Learning Human Detected Differences in Directed Acyclic Graphs
Kathrin Guckes, Alena Beyer, Margit Pohl, Tatiana von Landesberger
TL;DR
This work tackles the divergence between human perception and formal graph similarity in visual comparisons of directed acyclic graphs (DAGs). It proposes learning human-detected structural differences by combining a knowledge-based data augmentation method (Difference Factors Simulation, DFS) with a convolutional neural network (Mask R-CNN) designed to operate on image pairs of DAG visualizations. The dataset comprises tree-like and sparse DAGs with 10,000 pairs, annotated to reflect human-detected differences, enabling supervised learning of which graph elements humans would deem different. Empirical results show high recall (~0.94) and competitive AP (~0.86) when predicting human-detected differences, demonstrating that the model can highlight differences that align with human perception and potentially improve the credibility and effectiveness of algorithm-assisted visual comparison systems.

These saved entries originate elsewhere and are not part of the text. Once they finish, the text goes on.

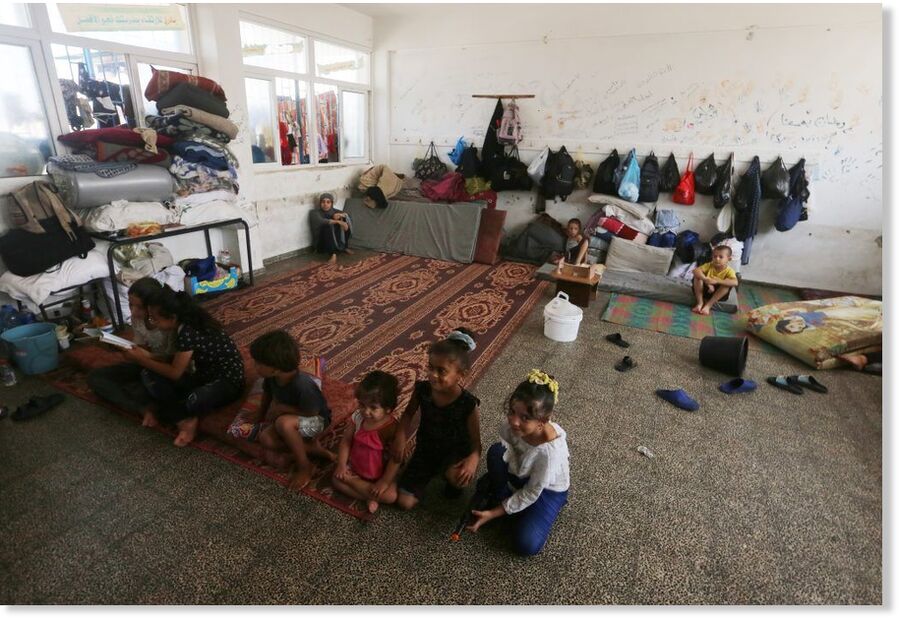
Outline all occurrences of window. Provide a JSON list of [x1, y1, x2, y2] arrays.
[[46, 2, 192, 55], [240, 17, 370, 167], [0, 43, 53, 177], [0, 3, 30, 28], [52, 44, 134, 131]]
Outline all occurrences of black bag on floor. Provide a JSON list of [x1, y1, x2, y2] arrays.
[[638, 151, 661, 202], [761, 156, 790, 199], [659, 153, 680, 192], [694, 153, 718, 195], [0, 217, 95, 277], [592, 149, 620, 194], [490, 146, 533, 191], [713, 153, 734, 209]]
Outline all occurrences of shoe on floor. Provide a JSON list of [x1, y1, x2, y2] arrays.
[[615, 356, 637, 372], [766, 376, 803, 395], [655, 388, 699, 411], [11, 393, 65, 422], [787, 375, 828, 393], [719, 378, 757, 394], [606, 333, 630, 348]]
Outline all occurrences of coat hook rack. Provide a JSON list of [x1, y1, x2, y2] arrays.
[[471, 94, 535, 99]]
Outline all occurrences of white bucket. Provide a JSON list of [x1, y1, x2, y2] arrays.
[[543, 292, 584, 342]]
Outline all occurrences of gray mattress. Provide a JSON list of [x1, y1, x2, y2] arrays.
[[535, 263, 740, 313], [344, 198, 483, 263], [48, 164, 176, 209]]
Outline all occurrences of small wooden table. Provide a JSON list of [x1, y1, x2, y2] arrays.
[[553, 263, 605, 308]]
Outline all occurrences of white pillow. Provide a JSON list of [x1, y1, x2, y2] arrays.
[[587, 193, 652, 219], [79, 200, 180, 232], [604, 237, 674, 275]]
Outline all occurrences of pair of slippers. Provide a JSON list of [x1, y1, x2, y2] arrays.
[[608, 333, 635, 372], [766, 375, 828, 395], [657, 378, 759, 411], [8, 394, 65, 422]]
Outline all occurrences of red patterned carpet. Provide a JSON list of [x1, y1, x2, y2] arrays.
[[46, 253, 547, 520]]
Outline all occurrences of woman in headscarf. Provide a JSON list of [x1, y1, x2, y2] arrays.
[[309, 192, 352, 263]]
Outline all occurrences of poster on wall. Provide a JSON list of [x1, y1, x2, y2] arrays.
[[58, 3, 184, 31]]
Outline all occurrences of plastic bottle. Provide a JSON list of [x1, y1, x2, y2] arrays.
[[636, 445, 655, 459], [0, 359, 16, 387], [81, 298, 94, 323]]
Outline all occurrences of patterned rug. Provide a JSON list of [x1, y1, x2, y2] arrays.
[[46, 253, 548, 520], [600, 283, 801, 349]]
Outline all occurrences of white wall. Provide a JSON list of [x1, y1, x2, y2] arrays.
[[373, 3, 883, 295]]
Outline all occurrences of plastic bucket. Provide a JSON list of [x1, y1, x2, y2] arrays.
[[544, 292, 584, 342], [699, 336, 748, 376], [1, 323, 60, 375]]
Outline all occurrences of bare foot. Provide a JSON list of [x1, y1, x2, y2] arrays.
[[367, 500, 380, 514], [344, 248, 354, 255], [328, 253, 337, 264], [141, 410, 158, 428], [692, 304, 703, 314], [173, 417, 199, 447], [289, 465, 313, 490], [700, 306, 711, 316]]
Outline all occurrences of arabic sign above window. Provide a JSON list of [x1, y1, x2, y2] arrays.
[[57, 3, 184, 32]]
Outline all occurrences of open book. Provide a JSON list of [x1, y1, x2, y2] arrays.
[[96, 331, 135, 350]]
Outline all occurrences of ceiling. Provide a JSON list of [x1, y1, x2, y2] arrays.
[[337, 3, 455, 18]]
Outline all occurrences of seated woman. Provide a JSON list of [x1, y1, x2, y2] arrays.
[[309, 192, 353, 263]]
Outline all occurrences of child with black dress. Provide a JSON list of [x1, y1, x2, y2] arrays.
[[388, 328, 482, 510], [124, 285, 245, 447]]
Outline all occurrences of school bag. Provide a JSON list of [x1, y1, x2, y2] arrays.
[[638, 151, 661, 203], [496, 100, 523, 145], [541, 146, 576, 201], [617, 149, 641, 202], [592, 149, 620, 194]]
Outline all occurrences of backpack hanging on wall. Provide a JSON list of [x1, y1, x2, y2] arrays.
[[491, 146, 533, 191], [694, 153, 718, 195], [592, 149, 620, 194], [497, 99, 523, 145], [542, 146, 575, 201], [638, 151, 661, 202], [659, 153, 680, 192]]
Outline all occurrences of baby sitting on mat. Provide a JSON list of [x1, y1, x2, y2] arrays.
[[692, 245, 738, 315]]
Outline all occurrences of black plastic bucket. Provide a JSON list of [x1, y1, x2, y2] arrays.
[[699, 336, 748, 376]]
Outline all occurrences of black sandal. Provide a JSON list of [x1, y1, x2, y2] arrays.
[[787, 375, 828, 394], [615, 356, 637, 372], [605, 333, 630, 348], [11, 393, 65, 422], [766, 376, 803, 395]]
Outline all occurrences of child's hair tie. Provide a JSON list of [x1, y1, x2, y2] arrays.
[[526, 369, 559, 403], [447, 330, 476, 351]]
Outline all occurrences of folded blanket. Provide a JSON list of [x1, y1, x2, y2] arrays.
[[144, 68, 226, 102], [156, 83, 230, 118], [170, 155, 239, 196], [48, 154, 136, 178], [145, 113, 232, 143], [172, 141, 230, 171], [160, 104, 238, 140], [173, 189, 237, 209], [0, 248, 111, 307], [172, 134, 239, 169], [76, 200, 180, 232]]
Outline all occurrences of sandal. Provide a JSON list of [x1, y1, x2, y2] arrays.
[[615, 356, 637, 372], [11, 393, 65, 422], [605, 333, 630, 348], [787, 375, 828, 394], [766, 376, 803, 395]]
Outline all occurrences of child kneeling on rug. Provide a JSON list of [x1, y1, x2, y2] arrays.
[[125, 285, 245, 447], [250, 330, 335, 490], [389, 329, 482, 510], [332, 370, 400, 514], [466, 370, 570, 557], [691, 245, 738, 316]]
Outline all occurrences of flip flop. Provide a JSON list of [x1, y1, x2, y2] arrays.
[[605, 333, 630, 348], [655, 388, 700, 411], [787, 375, 828, 394], [766, 376, 803, 395], [719, 378, 757, 394], [615, 356, 637, 372], [11, 393, 65, 422]]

The work also discusses image-based versus graph-based learning approaches and outlines future directions for adaptive thresholds and user-specific models to further align machine predictions with human notions of structural differences in graphs.
Abstract
Prior research has shown that human perception of similarity differs from mathematical measures in visual comparison tasks, including those involving directed acyclic graphs. This divergence can lead to missed differences and skepticism about algorithmic results. To address this, we aim to learn the structural differences humans detect in graphs visually. We want to visualize these human-detected differences alongside actual changes, enhancing credibility and aiding users in spotting overlooked differences. Our approach aligns with recent research in machine learning capturing human behavior. We provide a data augmentation algorithm, a dataset, and a machine learning model to support this task. This work fills a gap in learning differences in directed acyclic graphs and contributes to better comparative visualizations.